Is my site ADA compliant?
While it may be difficult to be 100% compliant, there are steps you can take to ensure your site is ADA compliant. Here are just a few of the requirements to make your site compliant;
- Make sure images had descriptive tags
- All video and audio have a text transcript
- All video has closed captioning
- Present content in a meaningful order
- When providing instructions, make sure they aren’t reliant on a single sensory
- Color contrast ratio must be between 4.5:1 on all text and background
- All functions must be accessible by keyboard
- Any content that blinks, pauses, or moves must have the ability to stop or pause
- Each page must have a unique descriptive page title
- Navigation layout must be consistent though the site
What’s the Risk?
While there are no current legal prescriptions for web accessibility for private entities, WCAG 2.0 AA is frequently referenced by courts.

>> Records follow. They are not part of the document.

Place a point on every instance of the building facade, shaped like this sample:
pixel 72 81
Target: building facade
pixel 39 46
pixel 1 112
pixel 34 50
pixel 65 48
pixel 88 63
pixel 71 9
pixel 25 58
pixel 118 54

- In 2015 MIT and Harvard settled a claim for $1.5 million after 4 deaf and hard of hearing students filed suites against the schools stating the website didn’t caption online content.
- In 2012 Netflix settled a claim for $755,000 after The National Association of the Deaf claimed that the site did not provide equal access to its “Watch Instantly” streaming content, as there had previously been a “refusal” by the company to provide closed captions.
- In 2019 a case made it all the way to the Supreme Court involving Domino’s. Guillermo Robles, who is legally blind, sued the company after failing to order pizza via the site and app, despite using screen-reading software.